Esports has frequently come under fire for everything from the short playing careers of its star players to its confusing tournament schedules, and this is why efforts are being made to try and ensure that competitive gaming can keep its place as one of the world’s most exciting entertainment trends. A quick look at top esports tournaments like The International, DreamHack and ESL One shows that competitive gaming is in rude health, but there appear to be many things that need to be done to take things up to the next level.
Money makes the esports world go round
Whilst esports started as a fair niche activity in South Korea, it has quickly become a world beater with top players taking home millions in career earnings, and companies spending huge amounts of money to get their brand name featured at the tournaments. With over 14 million viewers watching a top League of Legends tournament, it’s clear that advertisers will want to spend plenty of money in order to try and tap into the younger esports demographic that has proven to be especially tricky to target.
As a result we have seen the cost of sponsoring top esports tournaments sky-rocketing to around $200,000 for each sponsor, and it’s not just gaming-specific brands like Razer who are getting involved. From energy drinks companies like Red Bull organising their own competitions, to fast food giants like McDonald’s making the move to sponsor the ESL MeisterSchaft tournament, the influx of big money could help esports cross over into the mainstream.

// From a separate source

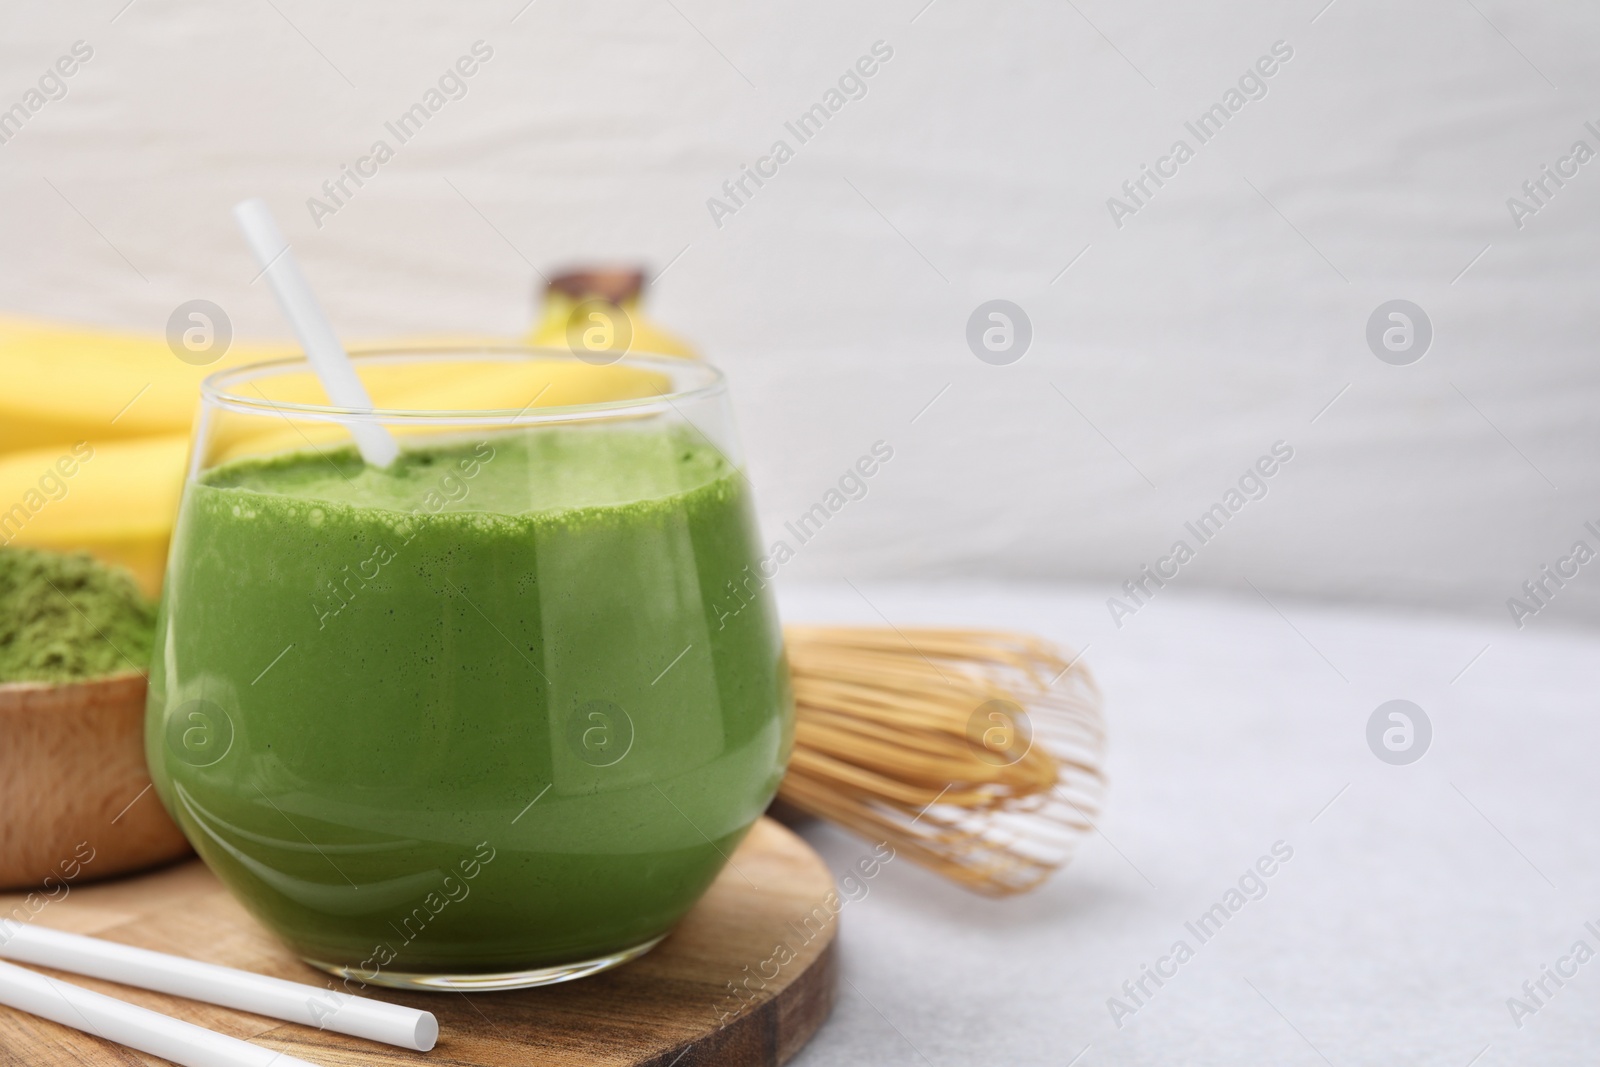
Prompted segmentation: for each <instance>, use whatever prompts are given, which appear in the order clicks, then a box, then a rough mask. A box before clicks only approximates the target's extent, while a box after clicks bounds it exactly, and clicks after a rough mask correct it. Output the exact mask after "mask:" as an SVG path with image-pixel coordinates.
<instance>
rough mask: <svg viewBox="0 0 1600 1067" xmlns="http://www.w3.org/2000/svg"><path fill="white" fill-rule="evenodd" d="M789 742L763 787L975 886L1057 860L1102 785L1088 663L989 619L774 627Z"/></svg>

There’s a huge amount of ways that money is being invested into esports. From the likes of Intel who sponsor entire tournaments like the Extreme Masters, to Betway who sponsor esports teams such as Ninjas in Pyjamas, it’s clear big business is taking a real interest in competitive gaming. Gaining the media rights to stream and televise tournaments also brings in plenty of cash with Amazon-owned Twitch.tv, Google-owned YouTube and even Facebook buying the rights to broadcast games all over the world. And with games publisher fees and even merchandising bringing in further revenues, it seems that there’s no shortage of cash in the burgeoning esports scene.

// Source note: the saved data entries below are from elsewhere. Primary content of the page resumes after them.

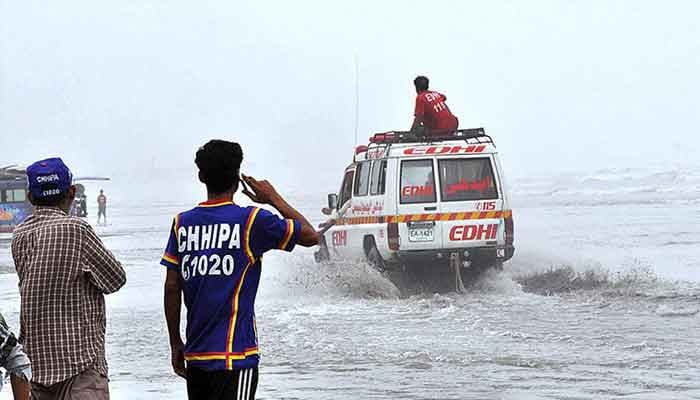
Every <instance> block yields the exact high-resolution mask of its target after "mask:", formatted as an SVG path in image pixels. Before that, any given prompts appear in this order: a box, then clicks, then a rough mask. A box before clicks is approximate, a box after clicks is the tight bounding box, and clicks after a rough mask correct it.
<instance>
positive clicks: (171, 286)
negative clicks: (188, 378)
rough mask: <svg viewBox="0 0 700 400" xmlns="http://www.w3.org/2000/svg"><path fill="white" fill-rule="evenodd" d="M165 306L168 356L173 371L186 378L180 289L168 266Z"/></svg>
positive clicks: (174, 270) (165, 316) (184, 355)
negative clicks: (168, 353) (180, 323)
mask: <svg viewBox="0 0 700 400" xmlns="http://www.w3.org/2000/svg"><path fill="white" fill-rule="evenodd" d="M163 303H164V307H165V320H166V322H167V323H168V335H169V337H170V358H171V363H172V366H173V371H175V373H176V374H178V375H180V376H181V377H183V378H187V373H186V370H185V352H184V347H185V346H184V344H183V343H182V336H181V335H180V310H181V306H182V290H181V289H180V279H179V277H178V273H177V271H176V270H174V269H170V268H168V271H167V273H166V275H165V288H164V295H163Z"/></svg>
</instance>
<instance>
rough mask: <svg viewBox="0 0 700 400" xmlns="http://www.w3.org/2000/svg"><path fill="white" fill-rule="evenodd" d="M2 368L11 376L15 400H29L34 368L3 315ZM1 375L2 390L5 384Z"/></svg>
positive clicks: (0, 378) (23, 349)
mask: <svg viewBox="0 0 700 400" xmlns="http://www.w3.org/2000/svg"><path fill="white" fill-rule="evenodd" d="M0 368H4V369H5V371H7V373H8V374H10V383H11V385H12V394H13V396H14V399H15V400H29V391H30V389H29V381H30V380H31V379H32V367H31V364H30V362H29V357H27V354H26V353H25V352H24V349H23V348H22V345H21V344H19V342H17V337H16V336H15V335H14V333H12V332H11V331H10V328H9V327H8V326H7V323H6V322H5V318H3V316H2V314H0ZM3 383H4V382H3V379H2V376H1V375H0V390H2V384H3Z"/></svg>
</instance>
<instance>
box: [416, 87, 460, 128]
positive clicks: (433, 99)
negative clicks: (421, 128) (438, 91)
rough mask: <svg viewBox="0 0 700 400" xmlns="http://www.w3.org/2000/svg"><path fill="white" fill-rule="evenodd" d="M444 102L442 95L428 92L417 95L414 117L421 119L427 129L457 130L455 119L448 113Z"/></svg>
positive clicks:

Standardising esports tournaments
Whilst top esports tournaments like The International frequently hit the headlines through their multi-million pound prize pools, it’s not the career winnings of star players that will help competitive gaming gain mainstream acceptance. Instead, it’s esports’ ability to prove that all of their tournaments are fair and that they only showcase the very best gameplay that’s going to help esports gain the stability enjoyed by traditional sports.
The esports realm is awash with all manner of weird and wonderful gaming tournaments. Whilst this gives gaming fans plenty of ways to enjoy esports, it also has proven to make competitive gaming something fairly tricky for outsiders to get involved with. As a result, we have seen many efforts made to try and standardise esports tournaments so that spectators can get a little more familiar with the star teams and players.
Take Blizzard Entertainment’s Overwatch League that took the unusual step of creating a franchised tournament where a fixed number of teams compete in a league without any promotion or relegation. This aims to take a lot of mystery out of esports, and by ensuring that each Overwatch player gets a fixed salary, it will hopefully make the competitive gaming scene a little less chaotic.
Changing the perceptions of esports
But above all, it’s the perception of esports being something that’s only enjoyed by young males that could prove to be the biggest obstacle. First-person shooters like Counter Strike Global Offensive might be fun to play, but their violent nature means that they are unlikely to be featured as an Olympic sport anytime soon.
In addition, it’s the rapidly changing format of the actual games that means that even top players have a tough time in keeping up. Whilst sports like football have remained roughly the same over the years, the rapid changes in gameplay have proven to be the downfall of many promising esports like the Halo franchise.
But as esports starts to get featured on mainstream media channels like ESPN and the BBC, it’s hoped that the competitive gaming phenomenon might get over its teething troubles. And with even sports governing bodies like FIFA getting involved with EA Sports, it seems that we could be witnessed a big shift in how esports grows.